I’m trying to start a Nomad batch job that runs two containers on two different hosts. My job consists of two task groups with the constraint distinct_hosts = true to force the containers to run on the different hosts.

Problem: I would like these containers to start simultaneously. If one of the host’s capacity is full, the entire job should stay in pending state until all resources are available to schedule both containers. When I try this, it seems like one of the task starts running and the other stays in the “queued” state if one of the host is full.

I also tried to set the job parameter all_at_once = true. This didn’t help and the documentation also states that it cannot be used for “atomic placement”. The outline of my job:

job "parallel-work" {
  type = "batch"
  all_at_once = true
  constraint {
      operator  = "distinct_hosts"
      value     = "true"
  }
  # Both work1 and work2 should start about the same time
  group "work1" {
    task "main" {
      # To be executed on host A
    }
  }
  group "work2" {
    task "main" {
      # To be executed on host B
    }
  }
}

Is there another way to achieve this or any plans on implementing such functionality?

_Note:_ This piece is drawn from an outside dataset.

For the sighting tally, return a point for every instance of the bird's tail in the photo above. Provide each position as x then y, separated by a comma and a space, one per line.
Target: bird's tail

Interesting use case … could there be poststart tasks which could kill the main task if the other task is not healthy !?

Maybe the health of the other task can be determined using something like dig or nslookup ?

just-a-thought

Sound like an interesting approach. In my use case, there might be many parallel-work batch jobs in the queue waiting to be started. I guess one challenge could be a scenario where parallel-work1 has a task running on host A and a parallel-work2 has another task running on host B. Thus, no one can make progress if both needs two hosts. I guess, such cases could be dealt with by sleeping a random amount before checking the health of all expected tasks, so that one of the job would be killed and the other one could make progress. Though the question is how performant such an approach is if a batch job needs many nodes simultaneously and many other jobs are waiting the queue.

Best would be if it could be detected at the scheduling stage, but Nomad is maybe not primarily designed for such batch-heavy workloads.